The main node remains the infrastructure: electric vehicle charging poles, as of March 2022, are around 27,800 across Italy. Despite the increasing number, it is still few: we should reach at least 110,000 in a few years. However, there is no national plan that sets the minimum percentage of spaces to be electrified in parking areas. We need a rule that specifies the percentages of places that car parks should allocate to recharge cars. Carlalberto Guglielminotti, at the helm of Nhoa’s leader in electric mobility says: The proposals linked to the Pnrr funds are going in the right direction, but there is still much work to be done on the texts of the executive decrees: Legislative momentum will wind up leaving the responsibility of electrifying the country to a few players .
There is uncertainty about the authorization to install new medium voltage substations. So far, the power distributor, whether it’s Enel, Acea, Unareti or Iren, is the actor who decides the timing and approval, so everything depends on his investment.
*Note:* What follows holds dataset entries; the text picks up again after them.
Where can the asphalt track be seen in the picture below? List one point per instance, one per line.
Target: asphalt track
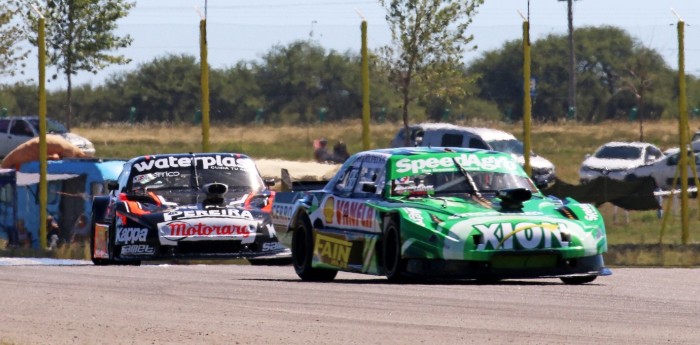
(240, 304)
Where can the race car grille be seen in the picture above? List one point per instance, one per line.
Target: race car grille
(525, 261)
(208, 247)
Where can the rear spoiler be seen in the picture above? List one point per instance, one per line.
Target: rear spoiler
(288, 185)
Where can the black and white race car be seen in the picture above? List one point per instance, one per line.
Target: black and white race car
(198, 206)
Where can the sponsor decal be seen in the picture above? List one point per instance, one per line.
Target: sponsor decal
(205, 162)
(415, 216)
(329, 210)
(272, 246)
(203, 213)
(469, 161)
(101, 241)
(271, 230)
(411, 189)
(589, 211)
(201, 229)
(348, 213)
(154, 175)
(131, 235)
(138, 249)
(333, 251)
(282, 211)
(521, 235)
(492, 213)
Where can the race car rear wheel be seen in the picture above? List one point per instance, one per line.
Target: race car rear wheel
(394, 264)
(302, 254)
(578, 280)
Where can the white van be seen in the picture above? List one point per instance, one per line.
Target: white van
(449, 135)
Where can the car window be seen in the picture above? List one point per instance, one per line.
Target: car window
(619, 152)
(346, 183)
(652, 154)
(52, 126)
(477, 143)
(4, 125)
(373, 172)
(21, 128)
(508, 146)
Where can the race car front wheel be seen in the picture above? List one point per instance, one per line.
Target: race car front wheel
(302, 254)
(97, 261)
(394, 264)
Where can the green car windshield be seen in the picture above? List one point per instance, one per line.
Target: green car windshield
(441, 174)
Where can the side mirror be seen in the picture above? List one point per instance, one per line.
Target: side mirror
(369, 187)
(112, 185)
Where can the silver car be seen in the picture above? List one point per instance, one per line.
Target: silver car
(616, 159)
(664, 170)
(15, 130)
(449, 135)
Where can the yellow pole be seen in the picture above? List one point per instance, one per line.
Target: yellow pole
(683, 133)
(204, 87)
(43, 165)
(365, 88)
(527, 105)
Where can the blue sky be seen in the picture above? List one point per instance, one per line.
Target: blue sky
(245, 30)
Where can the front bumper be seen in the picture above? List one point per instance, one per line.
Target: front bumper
(213, 250)
(541, 265)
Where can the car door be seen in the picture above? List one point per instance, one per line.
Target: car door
(351, 229)
(20, 132)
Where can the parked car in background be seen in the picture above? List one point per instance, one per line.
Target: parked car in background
(15, 130)
(664, 170)
(449, 135)
(616, 159)
(420, 212)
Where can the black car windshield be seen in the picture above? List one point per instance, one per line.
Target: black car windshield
(52, 126)
(619, 152)
(182, 184)
(456, 183)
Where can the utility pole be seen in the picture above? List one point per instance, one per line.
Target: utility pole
(572, 61)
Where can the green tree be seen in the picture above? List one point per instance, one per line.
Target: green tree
(428, 41)
(607, 58)
(164, 89)
(79, 35)
(11, 34)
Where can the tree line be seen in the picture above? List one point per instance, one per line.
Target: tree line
(301, 82)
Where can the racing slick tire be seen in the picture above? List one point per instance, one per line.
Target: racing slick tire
(302, 254)
(578, 280)
(394, 264)
(110, 249)
(98, 261)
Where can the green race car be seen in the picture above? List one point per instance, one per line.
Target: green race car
(423, 212)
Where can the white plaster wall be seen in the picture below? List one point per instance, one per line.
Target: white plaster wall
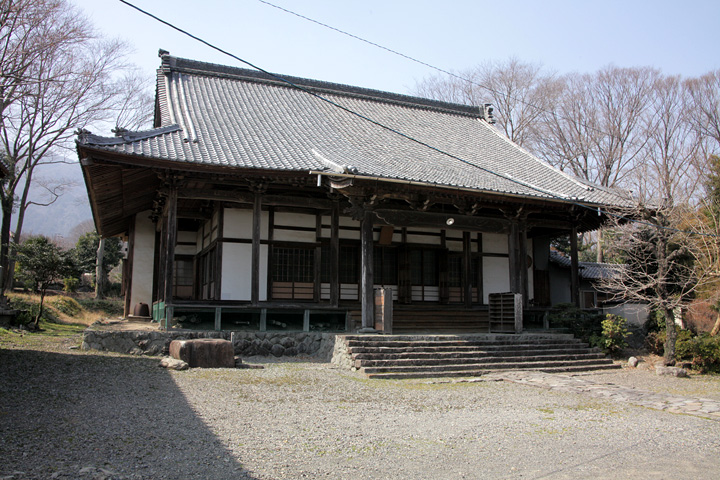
(237, 272)
(454, 245)
(496, 276)
(290, 219)
(293, 236)
(495, 243)
(186, 237)
(634, 313)
(238, 223)
(143, 261)
(425, 239)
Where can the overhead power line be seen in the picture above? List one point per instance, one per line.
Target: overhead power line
(388, 128)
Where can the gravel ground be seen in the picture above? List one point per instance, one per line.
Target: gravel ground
(71, 414)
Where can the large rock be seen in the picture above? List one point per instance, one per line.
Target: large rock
(204, 352)
(671, 371)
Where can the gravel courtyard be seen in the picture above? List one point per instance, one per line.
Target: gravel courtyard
(69, 414)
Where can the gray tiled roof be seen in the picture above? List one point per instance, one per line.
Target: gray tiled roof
(223, 116)
(587, 270)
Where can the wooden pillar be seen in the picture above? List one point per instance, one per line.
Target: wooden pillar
(514, 257)
(335, 254)
(367, 299)
(574, 268)
(170, 236)
(467, 269)
(517, 248)
(523, 264)
(255, 278)
(127, 268)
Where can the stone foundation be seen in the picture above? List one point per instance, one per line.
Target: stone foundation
(246, 344)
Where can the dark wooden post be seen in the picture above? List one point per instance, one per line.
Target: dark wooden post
(170, 235)
(127, 267)
(335, 254)
(574, 268)
(523, 264)
(255, 278)
(467, 269)
(514, 256)
(366, 270)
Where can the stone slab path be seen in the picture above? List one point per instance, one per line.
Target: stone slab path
(701, 407)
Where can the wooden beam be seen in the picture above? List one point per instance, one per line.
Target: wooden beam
(335, 254)
(127, 280)
(170, 236)
(367, 298)
(257, 214)
(248, 197)
(409, 218)
(467, 269)
(574, 268)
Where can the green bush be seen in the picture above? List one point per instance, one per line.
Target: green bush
(70, 284)
(703, 352)
(110, 307)
(66, 305)
(584, 324)
(614, 333)
(29, 310)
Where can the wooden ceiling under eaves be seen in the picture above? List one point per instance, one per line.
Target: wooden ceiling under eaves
(117, 193)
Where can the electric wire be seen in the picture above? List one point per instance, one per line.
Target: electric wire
(406, 136)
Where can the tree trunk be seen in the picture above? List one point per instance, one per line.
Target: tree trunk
(600, 258)
(40, 309)
(716, 328)
(5, 242)
(100, 271)
(671, 331)
(22, 207)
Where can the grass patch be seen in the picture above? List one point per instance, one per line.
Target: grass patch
(62, 309)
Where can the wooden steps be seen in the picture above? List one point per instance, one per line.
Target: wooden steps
(421, 356)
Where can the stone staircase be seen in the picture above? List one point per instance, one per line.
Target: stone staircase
(425, 356)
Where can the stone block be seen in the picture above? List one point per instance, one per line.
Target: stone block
(204, 352)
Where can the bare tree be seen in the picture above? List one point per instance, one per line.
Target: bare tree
(70, 83)
(705, 94)
(598, 129)
(669, 167)
(519, 92)
(660, 262)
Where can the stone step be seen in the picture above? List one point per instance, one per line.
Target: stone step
(449, 359)
(492, 338)
(457, 343)
(531, 365)
(471, 353)
(469, 349)
(477, 373)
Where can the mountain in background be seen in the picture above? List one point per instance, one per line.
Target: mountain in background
(69, 210)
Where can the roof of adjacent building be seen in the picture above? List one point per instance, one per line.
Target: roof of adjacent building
(221, 116)
(587, 270)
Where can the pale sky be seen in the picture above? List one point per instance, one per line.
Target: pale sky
(679, 38)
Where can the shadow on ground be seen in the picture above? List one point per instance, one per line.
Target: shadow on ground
(69, 415)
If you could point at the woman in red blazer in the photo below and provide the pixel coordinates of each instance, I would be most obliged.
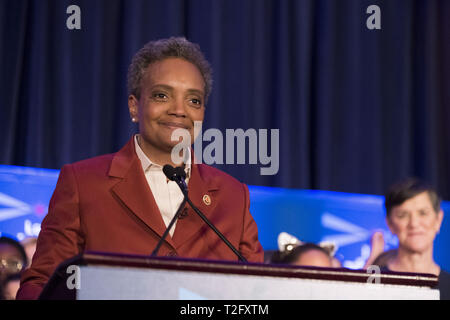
(106, 203)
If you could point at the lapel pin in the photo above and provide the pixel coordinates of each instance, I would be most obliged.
(206, 199)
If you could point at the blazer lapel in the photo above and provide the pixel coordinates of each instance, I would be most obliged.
(200, 189)
(134, 191)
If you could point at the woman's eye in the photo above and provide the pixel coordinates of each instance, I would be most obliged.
(196, 101)
(159, 95)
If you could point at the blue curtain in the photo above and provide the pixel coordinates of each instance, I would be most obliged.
(357, 109)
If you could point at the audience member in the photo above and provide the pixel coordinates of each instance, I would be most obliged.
(29, 244)
(13, 260)
(293, 251)
(414, 215)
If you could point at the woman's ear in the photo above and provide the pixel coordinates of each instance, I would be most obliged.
(133, 107)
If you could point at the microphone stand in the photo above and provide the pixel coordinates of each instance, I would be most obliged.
(178, 177)
(164, 236)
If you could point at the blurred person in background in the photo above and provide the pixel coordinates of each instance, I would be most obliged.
(29, 244)
(13, 260)
(414, 215)
(295, 252)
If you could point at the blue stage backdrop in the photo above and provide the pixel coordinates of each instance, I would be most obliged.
(311, 215)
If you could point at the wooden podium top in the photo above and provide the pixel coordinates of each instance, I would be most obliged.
(258, 269)
(118, 266)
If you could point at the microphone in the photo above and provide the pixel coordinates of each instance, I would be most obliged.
(178, 175)
(174, 175)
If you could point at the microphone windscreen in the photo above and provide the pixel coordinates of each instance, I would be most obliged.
(179, 171)
(169, 171)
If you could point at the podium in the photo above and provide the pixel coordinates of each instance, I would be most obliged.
(94, 275)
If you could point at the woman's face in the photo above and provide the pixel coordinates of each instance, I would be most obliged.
(172, 97)
(415, 223)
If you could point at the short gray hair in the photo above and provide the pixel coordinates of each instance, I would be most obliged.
(159, 50)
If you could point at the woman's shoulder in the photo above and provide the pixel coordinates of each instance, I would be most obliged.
(444, 275)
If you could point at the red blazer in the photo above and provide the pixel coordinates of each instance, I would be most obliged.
(105, 204)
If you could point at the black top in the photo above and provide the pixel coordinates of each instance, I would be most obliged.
(443, 284)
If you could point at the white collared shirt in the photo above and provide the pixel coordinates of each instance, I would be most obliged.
(167, 194)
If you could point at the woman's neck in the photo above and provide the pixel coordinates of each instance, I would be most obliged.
(420, 262)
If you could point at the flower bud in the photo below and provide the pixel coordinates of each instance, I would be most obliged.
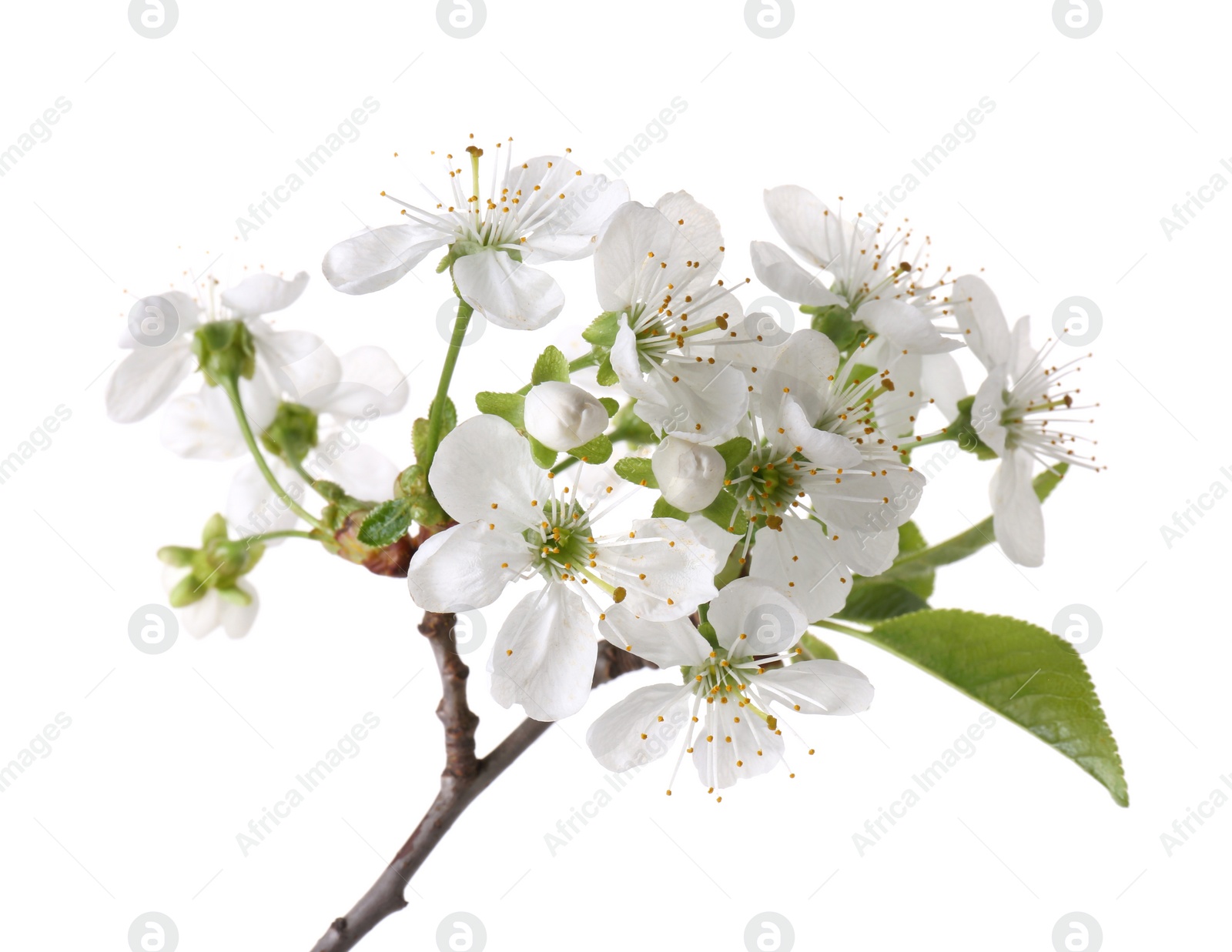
(689, 474)
(564, 416)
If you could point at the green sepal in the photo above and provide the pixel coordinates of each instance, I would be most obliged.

There isn’t even a supply of electrical power needed for quick installations with capacities in excess of 50 kilowatts useful for quick recharging. Dedicated incentives will be needed to install storage systems that are still missing, just as licenses (and technical activities) winding up to connect charging points to substations and finally to Terna’s distribution network with cables that often go through state-owned cables or private land.